Cybersecurity Researchers at the Georgia Institute of Technology have developed a new software that will largely automate the process of detecting a cyber attack on an instant note. Thus, by doing so it will allow the investigators to quickly and accurately pinpoint on how the intrusion into the network took place, what kind of data was accessed by the hackers and what all computers were compromised during the event.
The process is known as Refinable Attack Investigation(RAIN), where the system will allow forensic investigators a detailed record of the intrusion and this includes the whereabouts of the hackers(in most cases) with recorded evidence.
Therefore, the researchers argue that the new system has the potential to provide multiple levels of detail, facilitating automated searchers through information at a high level to identify the specific events for which more clinically analyzed data has to be produced.
Wenke Lee, who is leading the research and also a co-director of Georgia Tech’s Institute for Information Security & Privacy said in a statement that RAIN has capabilities for not only finding wrong in a network but has also the ability to figure out how the attacker got into the system and what has been done.
Lee claims that all the present systems in the world have the capability to provide detailed info about the current status of the computers and networks after a cyber attack. And it is up to the investigators to infer how the attack has been launched and what has been compromised which usually takes weeks or months in most cases.
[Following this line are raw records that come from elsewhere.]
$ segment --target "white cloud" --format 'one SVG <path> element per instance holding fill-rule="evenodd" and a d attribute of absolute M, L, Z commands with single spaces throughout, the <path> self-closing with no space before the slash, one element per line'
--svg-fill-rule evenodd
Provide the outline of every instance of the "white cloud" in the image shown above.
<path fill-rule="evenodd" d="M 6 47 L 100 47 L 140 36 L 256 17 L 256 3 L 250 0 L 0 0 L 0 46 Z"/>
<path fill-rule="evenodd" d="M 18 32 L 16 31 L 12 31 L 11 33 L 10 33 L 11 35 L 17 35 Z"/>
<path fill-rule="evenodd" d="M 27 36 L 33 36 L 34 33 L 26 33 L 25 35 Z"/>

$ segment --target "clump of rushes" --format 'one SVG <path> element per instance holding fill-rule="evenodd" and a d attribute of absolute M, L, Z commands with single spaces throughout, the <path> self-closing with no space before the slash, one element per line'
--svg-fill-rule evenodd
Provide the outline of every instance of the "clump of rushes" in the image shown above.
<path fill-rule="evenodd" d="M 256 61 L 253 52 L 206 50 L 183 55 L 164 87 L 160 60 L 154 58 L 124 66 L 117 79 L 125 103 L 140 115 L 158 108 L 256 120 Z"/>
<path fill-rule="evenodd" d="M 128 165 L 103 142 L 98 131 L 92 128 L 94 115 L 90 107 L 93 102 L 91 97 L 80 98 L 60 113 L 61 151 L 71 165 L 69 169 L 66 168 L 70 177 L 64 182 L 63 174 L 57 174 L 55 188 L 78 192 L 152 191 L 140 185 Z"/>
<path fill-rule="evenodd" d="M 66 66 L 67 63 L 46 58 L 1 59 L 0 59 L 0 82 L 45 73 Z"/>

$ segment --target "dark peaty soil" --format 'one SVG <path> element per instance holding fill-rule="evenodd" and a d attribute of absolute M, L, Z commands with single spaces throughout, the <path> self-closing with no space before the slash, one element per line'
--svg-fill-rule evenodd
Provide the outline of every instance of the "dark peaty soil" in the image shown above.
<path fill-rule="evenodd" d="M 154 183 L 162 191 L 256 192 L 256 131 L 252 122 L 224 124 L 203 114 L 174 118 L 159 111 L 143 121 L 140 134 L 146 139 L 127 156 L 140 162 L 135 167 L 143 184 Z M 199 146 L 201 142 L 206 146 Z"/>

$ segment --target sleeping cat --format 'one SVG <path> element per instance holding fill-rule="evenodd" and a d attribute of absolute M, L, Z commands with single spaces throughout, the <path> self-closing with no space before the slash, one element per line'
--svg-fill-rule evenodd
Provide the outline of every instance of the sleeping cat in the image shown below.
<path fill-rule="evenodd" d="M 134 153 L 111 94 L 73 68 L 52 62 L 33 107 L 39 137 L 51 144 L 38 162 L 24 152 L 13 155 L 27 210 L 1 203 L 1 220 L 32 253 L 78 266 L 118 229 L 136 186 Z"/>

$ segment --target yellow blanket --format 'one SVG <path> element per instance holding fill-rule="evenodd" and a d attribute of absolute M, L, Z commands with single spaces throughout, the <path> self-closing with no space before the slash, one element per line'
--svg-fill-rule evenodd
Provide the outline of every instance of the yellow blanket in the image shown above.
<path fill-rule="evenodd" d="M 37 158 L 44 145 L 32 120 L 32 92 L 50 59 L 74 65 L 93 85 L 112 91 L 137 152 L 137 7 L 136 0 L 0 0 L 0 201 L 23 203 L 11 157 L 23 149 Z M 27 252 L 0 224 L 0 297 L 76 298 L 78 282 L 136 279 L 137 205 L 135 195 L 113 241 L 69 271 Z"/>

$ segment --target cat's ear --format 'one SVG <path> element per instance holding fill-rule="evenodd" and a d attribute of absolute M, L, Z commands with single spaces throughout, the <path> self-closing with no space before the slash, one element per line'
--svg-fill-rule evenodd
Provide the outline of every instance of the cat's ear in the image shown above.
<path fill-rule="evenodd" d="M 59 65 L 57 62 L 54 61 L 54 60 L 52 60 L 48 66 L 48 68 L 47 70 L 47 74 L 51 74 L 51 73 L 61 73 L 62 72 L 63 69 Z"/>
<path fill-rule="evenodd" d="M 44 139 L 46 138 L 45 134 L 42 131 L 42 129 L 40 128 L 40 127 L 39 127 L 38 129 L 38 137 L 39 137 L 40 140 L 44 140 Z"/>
Though, some security experts feel that digital logs can help in providing info about attacks. But because the logs need a lot of data storage capacity, they are often ignored by network admins. Whereas the RAIN continuously monitors a system and logs events which it feels are suspicious. And records such as these can be used later to allow a trade-off between realistic overhead- when it comes to performance and data storage.
On an additional note, RAIN creates a multi-level review capability that is coarse at first, then records events in a detailed manner as soon as specific events of interest are identified.
Defense Advanced Research Projects Agency (DARPA) is said to be sponsoring the research along with National Science Foundation and Office of Naval research. And more details on RAIN will be reported on October 31st,2017 at the ACM Conference on Computer and Communications Security (CCS).